With this approach this is user responsibility to split their test suite, so that it could be executed in parallel, and Gitlab CI mechanisms merely give user an ability to provision builds/runners automatically and orchestrate entire environment to run test suites in parallel.
This is not meant to be done right now of course, this is only an another idea on how to speed up builds.
Yes, it is good idea to think how we could split that. I'm a little against at looking at list of files, because this will work only with some languages.
Automatic parallelization is a huge user benefit, but also not easy. And like most magic, it's awesome when it works, and horrible when it doesn't. Some approaches:
Let the language/framework figure it out and just support it at the highest level.
File-based splitting
Test-based splitting
(1) might be the easiest for us to start with. I imagine it involves people making complex .gitlab-ci.yml files that might be brittle, but at least it would be functional. @ayufan has a great prototype for configuring it for gitlab-ce and it involves caching test runner output so the tool can auto-balance itself after each run. We could take that approach and clean up the syntax in .gitlab-ci.yml to reduce repetition.
(2) would be somewhat easy for us to do, and would scale when people add new files, but of course isn't universally valuable for some frameworks. Also, splitting up 20 files into 4 buckets of 5 files doesn't automatically result in the most efficient split. Many test runners support JUnit-style XML output which includes time taken for each test, which once analyzed, can provide information for auto-balancing so each runner aims to take about the same time. This then becomes a documentation and onboarding challenge to teach people to use JUnit output (which is not the default for most frameworks, even if it is possible).
(3) would be much more complex, and likely require a different solution for each test framework. It would also depend on something like JUnit output for balancing. But of course, this results in the most optimized test runs.
Some other thoughts while I'm at it. One challenge is to avoid thinking of parallelizing at a single level. e.g. the naive approach would be to give each runner a number and provide the runner number and total number of runners as env vars. But practical configurations require something like 5 manually specified commands plus 1 or more commands that can be parallelized further. e.g. run lint on a single runner then split rspec into 5 runners. With another vendor, I've personally run into problems where the system only knows how to split up the tests amongst 5 parallel runners, and lint ends up running redundantly on each one. Again, our own gitlab-ce tests are a great example of what we need to support. There's a bunch of manually split specs, then spinach which should be auto-split, then a collection of one-off tests (rubocop, teaspoon, flog, etc.).
Other vendors take some of the parallelization configuration out of config files and let developers use a slider to configure how parallel you want things to run. This works for them because they charge based on the max number of containers used. Since we don't charge this way, this makes less sense. I still like the semantics of sliding a slider to increase your parallelization, but it would be more practical to simply include that in .gitlab-ci.yml itself.
FYI, JUnit is also known more generically as XUnit, but that term doesn't seem as popular. I hate calling it JUnit though since it implies Java, which really turns many people off (and misleads them into thinking it's not relevant for them).
So given the simplest possible option I think that we should stick with option 1. Trying to support 2. and 3. seems to be troublesome and also not needed at this point.

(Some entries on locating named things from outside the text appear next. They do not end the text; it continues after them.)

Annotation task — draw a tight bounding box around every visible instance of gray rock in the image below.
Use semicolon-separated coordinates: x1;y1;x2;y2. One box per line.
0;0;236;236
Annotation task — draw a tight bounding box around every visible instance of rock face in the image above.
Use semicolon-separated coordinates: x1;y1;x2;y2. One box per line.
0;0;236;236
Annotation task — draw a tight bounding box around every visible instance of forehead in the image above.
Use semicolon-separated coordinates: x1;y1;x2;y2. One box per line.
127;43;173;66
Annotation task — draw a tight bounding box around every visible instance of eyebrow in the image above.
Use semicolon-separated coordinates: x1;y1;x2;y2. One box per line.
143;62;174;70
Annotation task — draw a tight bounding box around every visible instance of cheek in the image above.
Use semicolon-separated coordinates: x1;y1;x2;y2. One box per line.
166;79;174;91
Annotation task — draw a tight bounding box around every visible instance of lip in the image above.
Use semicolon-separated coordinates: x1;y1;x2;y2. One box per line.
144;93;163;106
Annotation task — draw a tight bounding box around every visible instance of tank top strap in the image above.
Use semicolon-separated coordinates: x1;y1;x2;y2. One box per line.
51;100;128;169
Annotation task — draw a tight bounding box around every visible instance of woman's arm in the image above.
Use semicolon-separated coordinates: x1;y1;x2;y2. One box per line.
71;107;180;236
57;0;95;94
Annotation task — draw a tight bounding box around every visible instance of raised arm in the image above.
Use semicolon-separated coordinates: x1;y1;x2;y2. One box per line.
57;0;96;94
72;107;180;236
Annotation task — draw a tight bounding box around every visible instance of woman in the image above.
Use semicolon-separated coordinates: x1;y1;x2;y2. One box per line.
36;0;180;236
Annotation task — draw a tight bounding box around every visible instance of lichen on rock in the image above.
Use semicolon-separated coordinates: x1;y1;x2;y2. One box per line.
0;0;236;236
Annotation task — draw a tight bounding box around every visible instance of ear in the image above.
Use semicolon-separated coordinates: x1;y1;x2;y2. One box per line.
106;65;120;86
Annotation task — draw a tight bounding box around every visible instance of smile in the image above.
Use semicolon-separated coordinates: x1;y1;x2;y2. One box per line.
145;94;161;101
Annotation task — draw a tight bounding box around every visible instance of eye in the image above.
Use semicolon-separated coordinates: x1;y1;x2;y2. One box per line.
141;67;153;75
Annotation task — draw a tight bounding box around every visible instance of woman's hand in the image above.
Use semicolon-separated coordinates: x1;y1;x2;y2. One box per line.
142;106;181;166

Yes, now imagine we have plugins and example .gitlab-ci.yml files for popular languages, and someone creates a new ruby project and clicks on "Set up CI" and we detect they're running rspec and spinach and we auto-generate:
What about glob based job definitions such as #23455 (moved), a bit similar to Make. For example, the following would be interpreted as many jobs, one for each match based on the glob. Script would execute from the context.